Work has begun in earnest on the main station for the Leaside stop of the Crosstown LRT at Eglinton Ave. and Bayview Ave. The video on the left is the action at a trench digging across Eglinton near Mann Ave which reduced traffic on Tuesday to one lane on the north side of the street. On the right, the chaotic scene down at Bayview and Eg where pedestrians were asking sewer workers if it was safe to cross the street. “Sure lady, go ahead”. Wild and crazy, you bet. There is more to come here because this stop will require excavation out into Eglinton and a covering of planks for a while.

Red-tailed hawks over Don identified by Carol Sellers

Reader Carol Sellers has identified the majestic birds flying over the Don Valley at the Leaside Bridge. They are, she tell us, Red-tailed hawks which nest near the bridge.

Tim Hortons parent buys chicken and biscuit chain Popeyes

The parent of Tim Hortons and Burger King has bought the chicken and biscuits chain known as Popeyes. There is a heavily-frequented Popeyes on Overlea Blvd at Thorncliffe Park Drive, plus other local locations at Yonge & Eglinton, Yonge & St.
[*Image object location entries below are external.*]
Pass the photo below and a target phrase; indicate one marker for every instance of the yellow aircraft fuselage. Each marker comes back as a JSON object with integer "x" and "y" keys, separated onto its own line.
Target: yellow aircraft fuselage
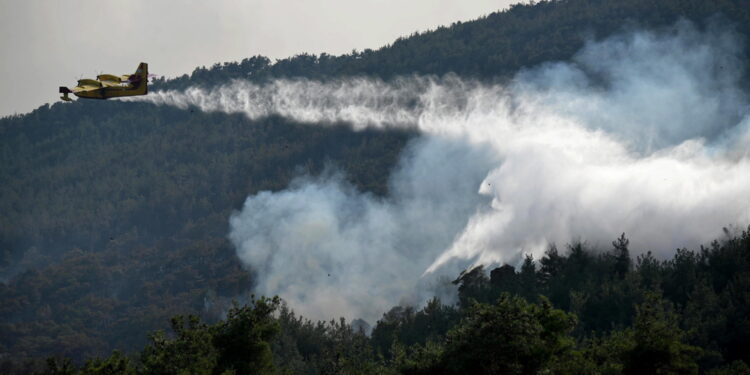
{"x": 107, "y": 86}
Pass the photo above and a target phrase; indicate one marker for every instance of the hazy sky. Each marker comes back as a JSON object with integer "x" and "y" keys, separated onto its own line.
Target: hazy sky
{"x": 50, "y": 43}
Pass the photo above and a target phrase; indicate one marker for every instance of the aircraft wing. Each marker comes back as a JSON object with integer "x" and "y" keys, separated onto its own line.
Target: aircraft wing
{"x": 85, "y": 88}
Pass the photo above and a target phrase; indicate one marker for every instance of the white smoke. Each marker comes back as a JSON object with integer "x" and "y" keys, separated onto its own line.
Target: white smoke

Clair and another on the Danforth west of Pape. Restaurant Brands is said to have paid $1.8-billion in cash for Popeyes, a “cajun-style” cookery. The Globe and Mail says the purchase is “a bet” by Restaurant Brands that it can use its international reach to introduce Popeyes fried chicken and buttermilk biscuits to more diners globally. Popeyes was founded 45 years ago as a Southern-fried “Chicken on the Run” restaurant in a New Orleans. It now has 2,000 restaurants in the US and Canada, of which 1,600 are in the United States. It is said that Beyonce is a super fan of Popeyes.

Urban Toronto assays the driverless City of the future

Writer Stefan Novakovic of the online planning publication Urban Toronto tells of his efforts to see the future of city dwellers in the age of the driverless car. He got some pretty cynical responses but still concludes the answer may lie between a serene and happy commute and even worse traffic jams and endless sprawl. He does not venture into the more gloomy concern that automated cars run by the government will tell us when and where to go. Brr. The video below from a global body named IBI Group is included. It is a pleasant mix of education and advocacy from a high-minded association of professionals with several hopeful references to that as yet unreached land where things are “sustainable”. A footnote: IBI subscribes to the Modern Slavery Act which condemns everything from chained confinement to “exploitation of any kind.”  A high standard.

“Terrible planning” as Coxwell LCBO gobbles up sidewalk

Dylan Reid @dylan_reid of Spacing Magazine has posted a photo of the lamentable encroachment of an LCBO built last summer out onto the sidewalk on the east side of Coxwell Ave. south of O’Connor Drive. The way the building steals space for people just makes you wonder what on earth they were thinking at City Hall. It recalls the bitter battle to save the wide sidewalks of South Bayview Ave. at a time (1960s) that “planners” wanted them reduced to about three feet. Legend has it the broad walkways on our favorite high street survived because at that time Leaside was still a separate municipality.

21 ignored or didn’t hear warning on “Flight from Hell”

The flight that many passengers said was pure hell last December also had many aboard who did not fasten their seatbelts when warned to do so at least twice by the captain. The Transportation Safety Board released a video and other material Monday in which it warned air travelers of the importance of wearing seat belts as directed by cabinet crew. The December 2015 flight from Shanghai to Toronto put down at Calgary after 21 people were injured, one seriously. “Most of the passengers who were physically injured were aware that they were required to wear their seatbelts, but chose not to,” the TSB said. “The injuries resulted from passengers coming into contact with aircraft furnishings, the ceiling, and the floor of the interior.”